CXCVII

Vagaron sin destino. El estómago de Rubião interrogaba, exclamaba, intimaba; por suerte, el delirio acudía a engañar a la necesidad con sus banquetes de las Tullerías. El que no tenía el mismo recurso era Quincas Borba. Venga caminar de un lado a otro. De cuando en cuando Rubião sentábase en el pavimento y el perro le trepaba a las piernas para dormir el hambre; encontraba los pantalones mojados y se bajaba; pero en seguida volvía a subirse, tan frío era el aire de la noche, noche profunda ya, noche muerta. Rubião le pasaba las manos por el lomo, murmurando algunas palabras flacas.

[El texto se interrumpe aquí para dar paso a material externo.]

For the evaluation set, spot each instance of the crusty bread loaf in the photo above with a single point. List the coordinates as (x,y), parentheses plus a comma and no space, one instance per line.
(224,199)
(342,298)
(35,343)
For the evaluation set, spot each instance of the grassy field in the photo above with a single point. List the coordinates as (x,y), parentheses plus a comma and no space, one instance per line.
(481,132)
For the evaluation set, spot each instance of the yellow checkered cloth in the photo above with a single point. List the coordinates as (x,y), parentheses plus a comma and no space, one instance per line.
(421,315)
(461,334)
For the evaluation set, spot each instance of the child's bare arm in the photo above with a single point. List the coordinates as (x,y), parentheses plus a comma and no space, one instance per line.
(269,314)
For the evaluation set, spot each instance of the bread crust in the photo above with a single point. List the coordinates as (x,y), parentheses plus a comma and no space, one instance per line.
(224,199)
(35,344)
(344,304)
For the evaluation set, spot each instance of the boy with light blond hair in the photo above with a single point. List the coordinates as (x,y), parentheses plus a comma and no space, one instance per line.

Si a pesar de todo Quincas Borba conseguía dormirse, no tardaba en despertar porque Rubião se levantaba y de nuevo se ponía a subir y bajar cuestas. Soplaba un viento triste, filoso como un cuchillo, que daba escalofríos a los dos vagabundos. Rubião caminaba despacio; el cansancio le impedía dar los rápidos pasos del principio, cuando la lluvia caía a cántaros. Ahora las paradas eran más frecuentes. El perro, muerto de hambre y de fatiga, no entendía aquella odisea, ignoraba el motivo, había olvidado dónde estaba, sólo oía la voz sorda de su amo. No podía ver las estrellas, que ahora ya brillaban libres de nubes. Rubião las descubrió; había llegado a la puerta de la iglesia, como poco después de entrar en la ciudad; acababa de sentarse y se fijó en una de ellas. Estaban hermosas; pensó que eran las luces del salón y ordenó que las apagaran. No pudo ver cómo ejecutaban la orden; allí mismo se durmió, con el perro a su lado. Cuando por la mañana despertaron, estaban tan juntos que parecían pegados.